The first assumption was partly true in our patient cohort. Nearly two-thirds of patients identified were overweight or obese and only one was clinically underweight. This lies in stark contrast to traditional teaching on the disease. There is a growing acknowledgment of this trend. Recent investigations have demonstrated obesity as an independent risk factor for esophageal motility disorders. Nevertheless, reports of detailed evaluation of esophageal function in morbidly obese patients are rare. ⁶ Motility disorders associated with obesity include hypertensive lower esophageal sphincter (LES), nutcracker esophagus, diffuse esophageal spasm, ineffective esophageal motility, and nonspecific motility disorders. ⁷ New to our study was the finding that patients categorized as obese were identified and treated earlier in their symptomatic experience than normal weight counterparts.

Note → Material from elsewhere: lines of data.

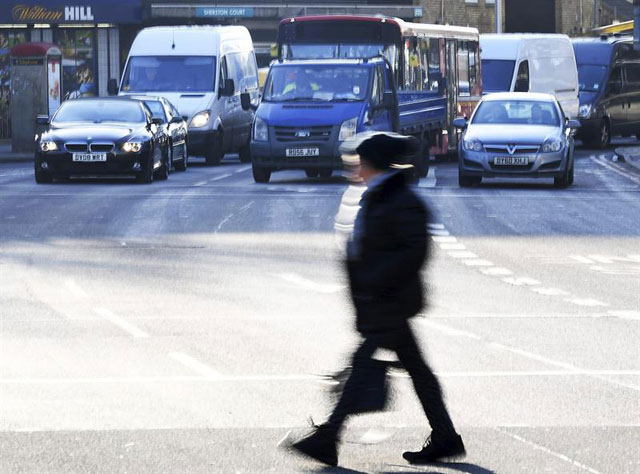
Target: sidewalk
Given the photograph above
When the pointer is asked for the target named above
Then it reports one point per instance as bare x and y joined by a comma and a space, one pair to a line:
630, 154
8, 156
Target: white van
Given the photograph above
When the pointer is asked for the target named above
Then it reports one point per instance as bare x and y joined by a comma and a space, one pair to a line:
531, 63
201, 70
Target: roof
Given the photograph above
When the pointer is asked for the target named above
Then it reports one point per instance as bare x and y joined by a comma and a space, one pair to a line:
535, 96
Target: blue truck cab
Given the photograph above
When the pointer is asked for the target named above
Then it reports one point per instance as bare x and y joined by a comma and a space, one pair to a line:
309, 107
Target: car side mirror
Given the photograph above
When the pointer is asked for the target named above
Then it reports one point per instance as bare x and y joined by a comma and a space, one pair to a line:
229, 88
112, 87
460, 122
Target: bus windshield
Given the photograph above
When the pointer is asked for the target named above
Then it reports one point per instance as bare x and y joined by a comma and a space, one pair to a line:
320, 82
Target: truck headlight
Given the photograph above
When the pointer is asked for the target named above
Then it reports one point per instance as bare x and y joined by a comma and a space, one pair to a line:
200, 119
552, 145
584, 111
472, 145
132, 147
48, 145
260, 130
348, 129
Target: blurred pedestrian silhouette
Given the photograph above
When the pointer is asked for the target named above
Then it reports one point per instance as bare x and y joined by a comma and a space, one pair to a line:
384, 259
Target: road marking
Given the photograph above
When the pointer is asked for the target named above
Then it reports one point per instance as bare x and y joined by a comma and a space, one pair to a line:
496, 271
521, 281
586, 302
462, 254
548, 451
307, 284
222, 176
121, 323
195, 365
75, 289
478, 262
550, 291
452, 246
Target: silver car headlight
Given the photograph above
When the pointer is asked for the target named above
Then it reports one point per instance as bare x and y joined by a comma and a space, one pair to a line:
200, 119
472, 145
552, 145
584, 111
260, 130
48, 145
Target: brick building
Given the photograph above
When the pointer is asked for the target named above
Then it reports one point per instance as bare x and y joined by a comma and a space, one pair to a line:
572, 17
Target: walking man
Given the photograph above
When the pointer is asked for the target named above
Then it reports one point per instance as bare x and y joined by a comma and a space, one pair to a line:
384, 261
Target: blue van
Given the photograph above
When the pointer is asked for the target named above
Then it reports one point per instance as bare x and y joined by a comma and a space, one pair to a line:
609, 88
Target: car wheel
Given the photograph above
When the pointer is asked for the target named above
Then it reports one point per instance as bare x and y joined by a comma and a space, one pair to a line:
214, 154
146, 175
260, 174
603, 137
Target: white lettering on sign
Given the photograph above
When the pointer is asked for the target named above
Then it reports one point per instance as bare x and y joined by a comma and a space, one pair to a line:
78, 13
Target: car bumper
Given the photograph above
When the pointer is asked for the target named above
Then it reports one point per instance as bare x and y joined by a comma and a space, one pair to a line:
541, 165
61, 162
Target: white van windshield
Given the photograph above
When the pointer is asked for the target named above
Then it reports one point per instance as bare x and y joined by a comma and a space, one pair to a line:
170, 74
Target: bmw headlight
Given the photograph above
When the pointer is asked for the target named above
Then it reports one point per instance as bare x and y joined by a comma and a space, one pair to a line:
552, 145
200, 119
584, 111
472, 145
348, 129
48, 145
132, 147
260, 130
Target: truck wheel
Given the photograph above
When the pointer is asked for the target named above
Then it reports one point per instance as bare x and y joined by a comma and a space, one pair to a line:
214, 154
261, 175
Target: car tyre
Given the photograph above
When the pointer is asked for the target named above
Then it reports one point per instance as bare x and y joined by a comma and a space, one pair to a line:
260, 174
214, 155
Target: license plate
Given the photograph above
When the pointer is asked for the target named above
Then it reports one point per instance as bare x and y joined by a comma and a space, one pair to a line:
511, 160
301, 152
84, 157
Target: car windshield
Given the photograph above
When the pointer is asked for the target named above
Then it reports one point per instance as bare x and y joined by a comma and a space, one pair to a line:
317, 82
516, 112
497, 74
156, 109
591, 76
170, 74
98, 111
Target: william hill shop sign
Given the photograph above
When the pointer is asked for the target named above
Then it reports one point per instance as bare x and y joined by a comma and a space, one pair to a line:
96, 11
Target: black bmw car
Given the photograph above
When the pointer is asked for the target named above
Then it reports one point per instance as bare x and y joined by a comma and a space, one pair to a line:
99, 137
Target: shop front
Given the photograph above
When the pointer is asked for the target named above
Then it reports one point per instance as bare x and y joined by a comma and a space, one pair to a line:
87, 32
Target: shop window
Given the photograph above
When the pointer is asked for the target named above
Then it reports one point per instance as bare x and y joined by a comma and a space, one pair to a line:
78, 68
8, 39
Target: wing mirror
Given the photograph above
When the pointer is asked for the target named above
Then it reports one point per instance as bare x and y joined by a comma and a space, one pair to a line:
460, 122
42, 120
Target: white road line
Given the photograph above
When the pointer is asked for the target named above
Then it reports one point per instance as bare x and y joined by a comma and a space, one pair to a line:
496, 271
586, 302
478, 262
521, 281
548, 451
75, 289
462, 254
305, 283
195, 365
452, 246
222, 176
121, 323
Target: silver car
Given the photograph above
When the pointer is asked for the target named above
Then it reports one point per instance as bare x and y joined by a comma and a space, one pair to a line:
518, 135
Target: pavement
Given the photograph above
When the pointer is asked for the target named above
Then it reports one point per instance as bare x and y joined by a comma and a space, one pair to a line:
182, 326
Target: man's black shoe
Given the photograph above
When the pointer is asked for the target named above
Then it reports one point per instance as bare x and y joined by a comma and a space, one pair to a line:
320, 445
437, 449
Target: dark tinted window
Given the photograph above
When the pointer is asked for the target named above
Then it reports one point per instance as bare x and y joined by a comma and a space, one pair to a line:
497, 75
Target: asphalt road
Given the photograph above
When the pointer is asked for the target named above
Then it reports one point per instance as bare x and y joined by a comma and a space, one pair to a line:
181, 327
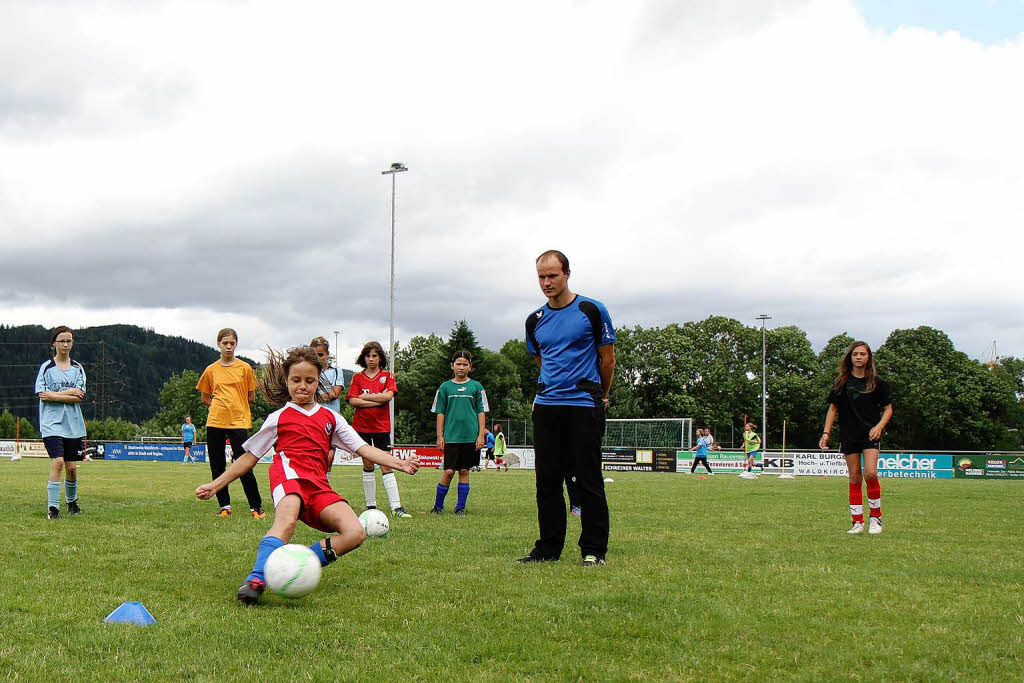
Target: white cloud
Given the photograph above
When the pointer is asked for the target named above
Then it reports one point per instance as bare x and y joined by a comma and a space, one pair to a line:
690, 161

Our second assumption also revealed interesting counterpoints. Though underpowered, our 6- and 12-month follow-up found patients categorized as obese more likely to lose weight after treatment and those starting at normal weight more likely to gain in the postoperative period. This was confirmed in our data by using BMI rather than overall weight to standardize the change in body composition. Further study of larger groups would be needed to confirm the finding and parse the underlying pathophysiology that might explain this outcome. There was a trend toward higher leak rate in obese patients. This likely is owed to POEM being offered more commonly to high-risk patients and this series incorporates our early learning curve with the procedure. However, obesity as a risk factor for surgical complications would certainly be justified by the literature. ⁸

With overlapping symptomology in respect to achalasia and comorbidities associated with obesity such as GERD, we found our institution was able to diagnose and intervene in our obese demographic without obvious bias. Limitations of this study include the retrospective nature of our data set, which assumes some selection bias and missing data points. We also limited our data set to include patients associated with our thoracic surgery department to minimize variability in diagnoses and work up.

The obese patient with achalasia should be recognized as a patient group with unique physiologic needs that present commonly and with similar symptoms to normal weight counterparts. Duration of symptoms may be shorter in the obese patient with esophageal dysphagia prior to physician evaluation. In our center we noted trends toward greater weight gain following interventions in non-obese patients with equivalent complication rates.